NEWLY-ELECTED member of parliament Anwar Ibrahim said he felt “vindicated” by his successful return to politics after a tumultuous career that saw him imprisoned twice on charges he says were politically motivated.
“I have been deprived of my right from time to time and I have to go through a by-election to come back … I feel vindicated,” Anwar told reporters at the swearing-in ceremony in Malaysian parliament on Monday.
The 71-year-old joins his wife, Wan Azizah Wan Ismail – the current deputy prime minister – and his daughter, Nurul Izzah Anwar, in parliament after a sweeping victory saw him secure 72 percent of the vote in the Port Dickson by-election.
Dubbed Malaysia’s prime minister-in-waiting, Anwar is expected to take over the premiership from current PM and Anwar’s former bitter rival Dr Mahathir Mohamad.
Mahathir took the position as de facto head of the Pakatan Harapan coalition in the lead up to May’s election on the understanding he would step down as soon as Anwar was granted a royal pardon. This would clear Anwar’s past convictions, allowing him to enter into politics once again.

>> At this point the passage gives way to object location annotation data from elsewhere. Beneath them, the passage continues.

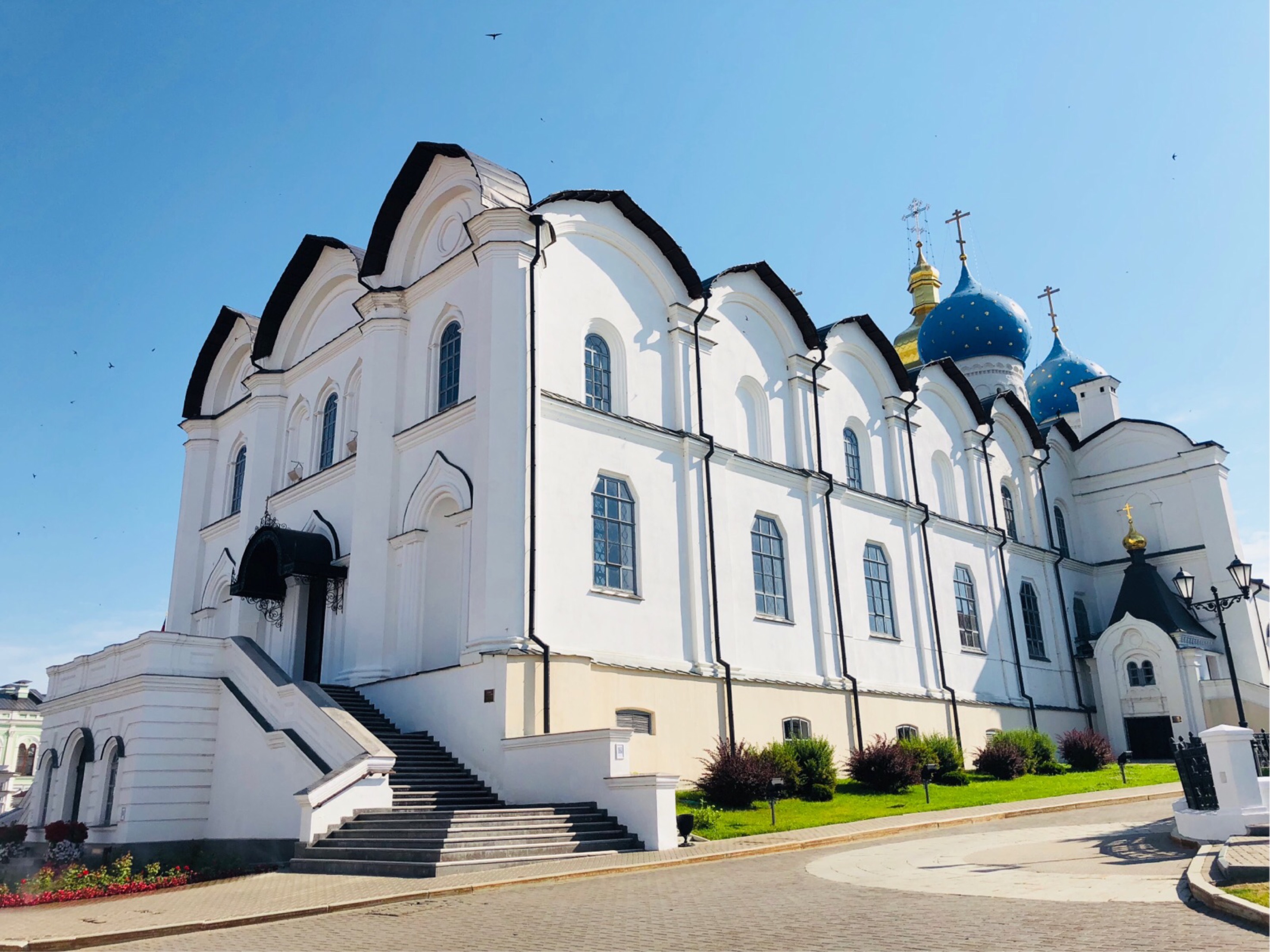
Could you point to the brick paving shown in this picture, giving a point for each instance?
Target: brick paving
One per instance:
(760, 903)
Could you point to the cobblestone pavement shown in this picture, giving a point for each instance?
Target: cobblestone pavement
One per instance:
(761, 903)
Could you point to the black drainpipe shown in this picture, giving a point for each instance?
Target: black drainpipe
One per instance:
(930, 575)
(1005, 577)
(1062, 597)
(714, 577)
(834, 552)
(530, 632)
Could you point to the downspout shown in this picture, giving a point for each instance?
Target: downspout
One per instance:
(714, 577)
(1062, 597)
(834, 552)
(930, 575)
(531, 627)
(1005, 576)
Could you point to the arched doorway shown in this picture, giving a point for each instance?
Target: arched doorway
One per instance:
(273, 554)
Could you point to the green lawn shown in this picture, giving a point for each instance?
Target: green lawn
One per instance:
(857, 802)
(1257, 892)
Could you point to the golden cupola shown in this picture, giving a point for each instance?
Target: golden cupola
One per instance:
(924, 284)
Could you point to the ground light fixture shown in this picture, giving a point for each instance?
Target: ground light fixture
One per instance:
(1241, 573)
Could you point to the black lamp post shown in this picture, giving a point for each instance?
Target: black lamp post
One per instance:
(1242, 575)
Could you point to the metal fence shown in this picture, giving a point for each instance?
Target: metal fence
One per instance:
(1195, 773)
(1261, 753)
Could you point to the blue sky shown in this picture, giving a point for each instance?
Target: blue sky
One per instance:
(160, 160)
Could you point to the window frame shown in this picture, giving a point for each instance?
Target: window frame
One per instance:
(597, 376)
(602, 481)
(760, 561)
(879, 592)
(1034, 628)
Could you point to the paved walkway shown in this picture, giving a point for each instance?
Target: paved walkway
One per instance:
(273, 895)
(763, 903)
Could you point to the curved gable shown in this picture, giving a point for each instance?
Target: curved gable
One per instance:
(500, 188)
(285, 293)
(199, 378)
(644, 222)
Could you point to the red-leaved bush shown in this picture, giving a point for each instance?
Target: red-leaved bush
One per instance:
(1085, 750)
(884, 767)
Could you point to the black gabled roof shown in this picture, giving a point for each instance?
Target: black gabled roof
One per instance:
(904, 380)
(294, 276)
(1146, 595)
(765, 274)
(216, 338)
(642, 220)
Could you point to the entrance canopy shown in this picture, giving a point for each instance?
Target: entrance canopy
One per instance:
(273, 553)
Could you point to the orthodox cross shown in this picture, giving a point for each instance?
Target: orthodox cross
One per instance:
(1048, 294)
(915, 213)
(957, 216)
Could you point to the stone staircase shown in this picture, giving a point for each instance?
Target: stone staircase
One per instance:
(445, 820)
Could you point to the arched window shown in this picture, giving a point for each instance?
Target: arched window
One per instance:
(637, 721)
(447, 368)
(1061, 532)
(600, 378)
(1082, 620)
(851, 445)
(1007, 505)
(239, 476)
(795, 729)
(767, 552)
(878, 589)
(613, 522)
(112, 776)
(329, 412)
(1032, 622)
(967, 608)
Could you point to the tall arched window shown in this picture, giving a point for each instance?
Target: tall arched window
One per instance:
(967, 608)
(851, 445)
(1007, 506)
(613, 529)
(329, 412)
(239, 476)
(447, 368)
(878, 589)
(1081, 617)
(1061, 532)
(767, 552)
(1033, 631)
(600, 378)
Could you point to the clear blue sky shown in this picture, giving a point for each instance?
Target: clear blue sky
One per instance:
(159, 160)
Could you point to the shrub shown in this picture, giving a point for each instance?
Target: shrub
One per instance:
(14, 833)
(884, 767)
(783, 762)
(1085, 750)
(1035, 746)
(1004, 761)
(817, 768)
(735, 780)
(61, 830)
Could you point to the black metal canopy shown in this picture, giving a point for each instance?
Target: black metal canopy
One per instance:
(276, 552)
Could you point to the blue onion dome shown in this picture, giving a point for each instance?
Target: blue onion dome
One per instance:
(1049, 385)
(973, 322)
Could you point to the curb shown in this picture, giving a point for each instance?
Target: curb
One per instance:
(742, 851)
(1203, 888)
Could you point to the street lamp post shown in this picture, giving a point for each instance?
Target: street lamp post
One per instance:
(1242, 575)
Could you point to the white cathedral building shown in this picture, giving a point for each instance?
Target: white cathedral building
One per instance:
(531, 485)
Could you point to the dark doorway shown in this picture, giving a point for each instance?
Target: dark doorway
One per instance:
(1150, 738)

Anwar secured that pardon just seven days after the landmark May 9 election that ousted long-ruling United Malay’s National Organisation. His election to member of parliament is the latest step on his pathway to the premiership.
However, five months on from the election, Mahathir is showing no signs of giving up his seat at the head of the country.
Anwar said on Monday they were not setting a timeline for the transition of power. He also reaffirmed his commitment to his role as MP, saying he would not be seeking a cabinet position in order to allow Mahathir the “space and latitude to continue unaffected by the constraints of time or pressure,” he told reporters.
He added that he gives his “total and unequivocal support” to both Mahathir and the whole cabinet in progressing the coalition’s agenda.
The relationship between Anwar and Mahathir has been complicated and strained over their decades in politics. Back in the 1990s, the man that Anwar now describes as “the best man to lead Malaysia” was the driving force behind his first jailing.
Once deputy prime minister of the former ruling coalition, Anwar was convicted of sodomy and corruption in 1999 after a power struggle with then-prime minister Mahathir. He was freed in 2004 but, after becoming a political threat to then-prime minister Najib Razak, he was once again convicted for sodomy in 2015, charges that he said were designed to destroy his political career.